From: Mike Snitzer <snitzer@kernel.org>
To: NeilBrown <neilb@suse.de>
Cc: Chuck Lever <chuck.lever@oracle.com>,
Jeff Layton <jlayton@kernel.org>,
Linux NFS Mailing List <linux-nfs@vger.kernel.org>,
Anna Schumaker <anna@kernel.org>,
Trond Myklebust <trondmy@hammerspace.com>,
"linux-fsdevel@vger.kernel.org" <linux-fsdevel@vger.kernel.org>
Subject: Re: [PATCH v15 16/26] nfsd: add LOCALIO support
Date: Fri, 6 Sep 2024 14:07:28 -0400 [thread overview]
Message-ID: <ZttE4DKrqqVa0ACn@kernel.org> (raw)

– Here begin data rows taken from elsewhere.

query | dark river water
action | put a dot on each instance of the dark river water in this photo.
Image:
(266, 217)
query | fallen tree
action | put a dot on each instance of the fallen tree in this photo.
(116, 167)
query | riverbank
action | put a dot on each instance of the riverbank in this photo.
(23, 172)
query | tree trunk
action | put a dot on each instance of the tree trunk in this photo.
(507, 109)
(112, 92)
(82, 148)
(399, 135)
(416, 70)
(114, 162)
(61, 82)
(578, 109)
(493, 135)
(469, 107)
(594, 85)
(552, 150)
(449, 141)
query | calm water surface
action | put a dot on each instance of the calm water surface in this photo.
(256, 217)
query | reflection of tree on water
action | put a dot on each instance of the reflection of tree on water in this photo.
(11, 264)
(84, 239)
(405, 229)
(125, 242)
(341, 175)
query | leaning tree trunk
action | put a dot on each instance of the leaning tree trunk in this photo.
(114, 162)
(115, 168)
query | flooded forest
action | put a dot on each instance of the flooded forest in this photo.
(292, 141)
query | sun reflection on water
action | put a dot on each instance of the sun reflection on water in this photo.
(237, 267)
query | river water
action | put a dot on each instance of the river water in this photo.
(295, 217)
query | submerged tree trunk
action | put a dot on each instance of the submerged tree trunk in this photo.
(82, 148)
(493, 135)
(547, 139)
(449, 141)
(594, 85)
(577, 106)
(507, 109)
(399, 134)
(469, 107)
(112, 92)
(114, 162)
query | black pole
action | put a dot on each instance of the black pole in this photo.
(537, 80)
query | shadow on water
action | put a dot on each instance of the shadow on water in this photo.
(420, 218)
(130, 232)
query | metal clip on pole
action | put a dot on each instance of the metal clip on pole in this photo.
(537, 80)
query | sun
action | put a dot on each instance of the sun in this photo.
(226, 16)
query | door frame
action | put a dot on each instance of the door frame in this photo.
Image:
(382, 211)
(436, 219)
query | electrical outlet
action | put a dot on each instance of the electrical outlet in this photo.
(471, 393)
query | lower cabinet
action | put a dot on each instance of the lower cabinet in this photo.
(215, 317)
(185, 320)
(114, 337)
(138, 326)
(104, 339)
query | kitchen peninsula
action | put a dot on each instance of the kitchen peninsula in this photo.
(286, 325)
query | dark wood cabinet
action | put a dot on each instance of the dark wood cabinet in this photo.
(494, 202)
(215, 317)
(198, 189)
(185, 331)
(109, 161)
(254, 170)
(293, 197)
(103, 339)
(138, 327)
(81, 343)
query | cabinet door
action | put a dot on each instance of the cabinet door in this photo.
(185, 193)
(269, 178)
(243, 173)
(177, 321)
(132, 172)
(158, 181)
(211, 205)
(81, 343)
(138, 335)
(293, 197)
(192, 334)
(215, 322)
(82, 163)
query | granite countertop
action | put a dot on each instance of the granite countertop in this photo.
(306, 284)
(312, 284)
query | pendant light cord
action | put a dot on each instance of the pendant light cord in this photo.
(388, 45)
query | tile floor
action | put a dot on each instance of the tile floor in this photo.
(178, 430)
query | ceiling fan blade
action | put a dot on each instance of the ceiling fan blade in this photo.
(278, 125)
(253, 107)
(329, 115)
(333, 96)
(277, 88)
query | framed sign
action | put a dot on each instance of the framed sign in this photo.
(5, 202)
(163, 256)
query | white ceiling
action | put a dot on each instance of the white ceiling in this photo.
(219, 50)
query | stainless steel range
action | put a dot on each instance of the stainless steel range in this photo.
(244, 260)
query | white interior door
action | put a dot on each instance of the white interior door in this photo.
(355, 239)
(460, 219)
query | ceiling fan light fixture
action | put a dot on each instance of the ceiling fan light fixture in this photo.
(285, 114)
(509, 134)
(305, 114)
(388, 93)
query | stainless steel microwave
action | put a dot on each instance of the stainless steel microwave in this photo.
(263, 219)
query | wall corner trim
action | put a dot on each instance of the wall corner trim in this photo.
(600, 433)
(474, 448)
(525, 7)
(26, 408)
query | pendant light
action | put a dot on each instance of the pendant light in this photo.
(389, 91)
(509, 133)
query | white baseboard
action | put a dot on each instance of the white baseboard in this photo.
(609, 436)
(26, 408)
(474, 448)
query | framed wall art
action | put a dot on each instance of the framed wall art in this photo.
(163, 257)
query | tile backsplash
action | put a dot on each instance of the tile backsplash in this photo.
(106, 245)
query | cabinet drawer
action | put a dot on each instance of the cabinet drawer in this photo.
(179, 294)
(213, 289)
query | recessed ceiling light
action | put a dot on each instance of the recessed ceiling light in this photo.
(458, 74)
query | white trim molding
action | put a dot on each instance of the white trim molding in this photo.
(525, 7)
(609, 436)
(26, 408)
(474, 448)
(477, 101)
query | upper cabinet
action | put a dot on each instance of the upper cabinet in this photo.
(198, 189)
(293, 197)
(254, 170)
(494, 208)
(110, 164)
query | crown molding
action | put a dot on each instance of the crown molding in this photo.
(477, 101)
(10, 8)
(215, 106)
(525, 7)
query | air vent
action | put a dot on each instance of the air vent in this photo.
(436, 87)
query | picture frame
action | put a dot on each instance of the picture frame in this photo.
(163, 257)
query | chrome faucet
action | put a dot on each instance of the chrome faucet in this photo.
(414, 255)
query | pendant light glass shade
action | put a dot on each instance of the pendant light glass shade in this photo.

In-Reply-To: <ZtsZ8IEoV-DyqAzj@kernel.org>
On Fri, Sep 06, 2024 at 11:04:16AM -0400, Mike Snitzer wrote:
> On Fri, Sep 06, 2024 at 09:34:08AM +1000, NeilBrown wrote:
> > On Fri, 06 Sep 2024, Mike Snitzer wrote:
> > > On Wed, Sep 04, 2024 at 09:47:07AM -0400, Chuck Lever wrote:
> > > > On Wed, Sep 04, 2024 at 03:01:46PM +1000, NeilBrown wrote:
> > > > > On Wed, 04 Sep 2024, NeilBrown wrote:
> > > > > >
> > > > > > I agree that dropping and reclaiming a lock is an anti-pattern and in
> > > > > > best avoided in general. I cannot see a better alternative in this
> > > > > > case.
> > > > >
> > > > > It occurred to me what I should spell out the alternate that I DO see so
> > > > > you have the option of disagreeing with my assessment that it isn't
> > > > > "better".
> > > > >
> > > > > We need RCU to call into nfsd, we need a per-cpu ref on the net (which
> > > > > we can only get inside nfsd) and NOT RCU to call
> > > > > nfsd_file_acquire_local().
> > > > >
> > > > > The current code combines these (because they are only used together)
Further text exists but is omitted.